Nick nodded looking at me like I'm crazy. “Course, do you”?

“You have no idea how much but I can’t”. I'd love to go on that date with Nick, it would just be such a normal thing for someone my age to do, I crave normal and here it is screaming me in the face, but I can't do that to him, I'll just bring him down and I don't want that.

Nick's disappointment shone and it surprisingly hurt. “What? Why not”?

“I haven’t been here at all this week, I can only guess at the horror of it. I don’t want you to get dragged into my slump, go out with the guys and have some fun.
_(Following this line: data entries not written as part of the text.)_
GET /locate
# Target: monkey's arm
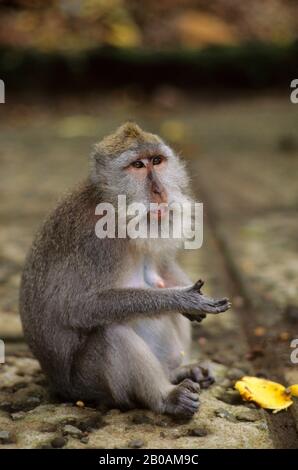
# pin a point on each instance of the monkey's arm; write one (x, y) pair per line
(94, 309)
(174, 275)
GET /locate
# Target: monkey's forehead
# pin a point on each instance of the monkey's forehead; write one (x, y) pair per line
(116, 146)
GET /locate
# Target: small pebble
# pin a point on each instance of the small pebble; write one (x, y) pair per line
(48, 427)
(141, 419)
(6, 437)
(235, 374)
(17, 416)
(92, 423)
(197, 432)
(291, 313)
(260, 331)
(80, 404)
(284, 336)
(248, 415)
(222, 413)
(232, 397)
(72, 431)
(58, 442)
(136, 444)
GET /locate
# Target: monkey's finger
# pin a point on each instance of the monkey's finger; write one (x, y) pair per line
(212, 307)
(198, 285)
(222, 301)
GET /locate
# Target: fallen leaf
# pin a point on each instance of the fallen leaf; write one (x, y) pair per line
(293, 389)
(267, 394)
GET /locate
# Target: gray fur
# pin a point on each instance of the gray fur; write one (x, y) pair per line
(101, 331)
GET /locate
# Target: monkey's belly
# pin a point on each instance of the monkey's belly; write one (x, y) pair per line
(162, 337)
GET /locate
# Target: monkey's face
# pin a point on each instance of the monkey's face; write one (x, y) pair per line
(141, 167)
(148, 174)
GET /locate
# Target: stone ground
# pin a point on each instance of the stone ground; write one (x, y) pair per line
(243, 157)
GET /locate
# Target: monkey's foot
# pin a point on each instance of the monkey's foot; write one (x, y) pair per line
(195, 372)
(183, 401)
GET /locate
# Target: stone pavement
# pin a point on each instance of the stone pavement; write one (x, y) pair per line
(243, 157)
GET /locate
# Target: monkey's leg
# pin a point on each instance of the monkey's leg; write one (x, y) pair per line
(195, 372)
(132, 375)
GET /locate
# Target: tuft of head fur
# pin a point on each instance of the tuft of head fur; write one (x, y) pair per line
(127, 136)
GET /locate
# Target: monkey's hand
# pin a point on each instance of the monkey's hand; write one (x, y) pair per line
(201, 304)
We can go out another time”.

“No way, besides no one drags me down, I’m just gonna have to drag you up”. I smiled.

“Are you sure”?

“Definitely, you want to go home and dump your stuff first”? 

I shook my head, no way do I want to see that place, or have Nick see it either. “Nah, I’m good”.

Beaming, Nick took my hand. “Great, shall we”?

“Yeah”.

Like all the other times that I’ve gone anywhere with Nick we took his bike, I was surprised to find that I had missed it, or rather missed him since I zoned out of the world the past week. I have no idea if he even noticed but I still feel bad, I couldn’t have been good company to keep at all and here he still is, waiting for me like we only arranged this date yesterday, that my zombie like state had never happened.

I held tighter to Nick on the back of his bike then, feeling genuinely happy for the first time in too long. The best thing about Nick is that he is just normal, there’s no secret back story with him and I love it and envy it. Yet there was something undeniably special about him, the way he moves sometimes and how his eyes seem so much wiser than the way he talks, it always makes me laugh.